Powódź pochłonęła w Polsce pierwszą ofiarę – potwierdził w niedzielę 15 września premier Donald Tusk. Nawet podczas powodzi w austriackim kraju związkowym Dolna Austria, uznanym za obszar klęski żywiołowej, podczas niedzielnej interwencji jeden ze strażaków stracił życie. TASR informuje według agencji DPA i APA.
Tusk powiedział, że śmierć jednej osoby w wyniku złej pogody nastąpiła w obwodzie kłodzkim w południowo-zachodniej części kraju, w pobliżu granicy z Czechami, ale nie podał bliższych szczegółów.
Jednak podczas nadzwyczajnej konferencji prasowej Premier Polski po raz kolejny zaapelował do mieszkańców, aby poważnie potraktowali wezwania władz do ewakuacji i zdążyli dotrzeć w bezpieczne miejsce. „Sytuacja w wielu obszarach jest dramatyczna” – podkreślił.

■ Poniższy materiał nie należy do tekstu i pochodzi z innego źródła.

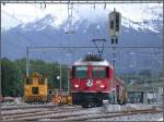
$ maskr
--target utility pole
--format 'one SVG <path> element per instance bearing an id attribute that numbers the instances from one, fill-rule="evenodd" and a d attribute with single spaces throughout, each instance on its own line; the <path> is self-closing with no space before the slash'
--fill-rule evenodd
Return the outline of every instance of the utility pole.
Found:
<path id="1" fill-rule="evenodd" d="M 115 103 L 117 103 L 117 90 L 116 90 L 116 47 L 113 47 L 113 62 L 114 62 L 114 87 L 115 87 Z"/>
<path id="2" fill-rule="evenodd" d="M 60 90 L 61 90 L 61 62 L 60 62 Z"/>

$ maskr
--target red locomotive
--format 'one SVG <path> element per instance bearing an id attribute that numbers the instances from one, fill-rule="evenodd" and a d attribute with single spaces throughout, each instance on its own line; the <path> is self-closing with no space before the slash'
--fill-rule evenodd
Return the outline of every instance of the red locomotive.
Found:
<path id="1" fill-rule="evenodd" d="M 118 78 L 115 83 L 114 68 L 105 59 L 87 54 L 84 59 L 74 62 L 70 72 L 73 105 L 95 107 L 102 106 L 103 100 L 114 103 L 115 90 L 117 90 L 118 103 L 125 102 L 120 99 L 122 98 L 121 84 Z"/>

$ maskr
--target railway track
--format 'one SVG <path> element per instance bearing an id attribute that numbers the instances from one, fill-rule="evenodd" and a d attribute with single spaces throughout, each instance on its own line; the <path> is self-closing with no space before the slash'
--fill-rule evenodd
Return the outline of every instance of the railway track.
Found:
<path id="1" fill-rule="evenodd" d="M 21 105 L 21 106 L 2 106 L 1 110 L 15 110 L 15 109 L 36 109 L 36 108 L 51 108 L 55 105 Z"/>
<path id="2" fill-rule="evenodd" d="M 162 110 L 155 108 L 143 110 L 126 110 L 115 112 L 102 112 L 102 108 L 82 109 L 80 107 L 56 107 L 51 109 L 40 109 L 39 111 L 28 110 L 22 113 L 2 114 L 3 121 L 92 121 L 95 119 L 115 118 L 122 115 L 161 113 Z"/>

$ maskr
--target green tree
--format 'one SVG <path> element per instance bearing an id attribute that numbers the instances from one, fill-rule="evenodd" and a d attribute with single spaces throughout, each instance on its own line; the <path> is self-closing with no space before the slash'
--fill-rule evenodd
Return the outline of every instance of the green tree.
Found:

Sytuacja powodziowa w Polsce pogorszyła się w niedzielny wieczór. Rano poziom Nysy Kłodzkiej wynosił 6,65 m, a średni poziom wody to 1 metr. W 26-tysięcznym Kłodzku ewakuowano dotychczas ok. 1600 osób, a zdaniem Tuska spodziewane są kolejne ewakuacje.
Na obszarach najbardziej dotkniętych wystąpiły przerwy w dostawie prądu i wody oraz sieci komunikacji mobilnej.
Kraj związkowy Dolna Austria, otaczający stolicę Wiedeń, został uznany za obszar klęski żywiołowej ze względu na dramatyczny wzrost poziomu kilku rzek na skutek nieustannych ulewnych opadów.
„Całkowity ekspert w dziedzinie muzyki. Badacz Twittera. Miłośnik popkultury. Fanatyk telewizji przez całe życie”.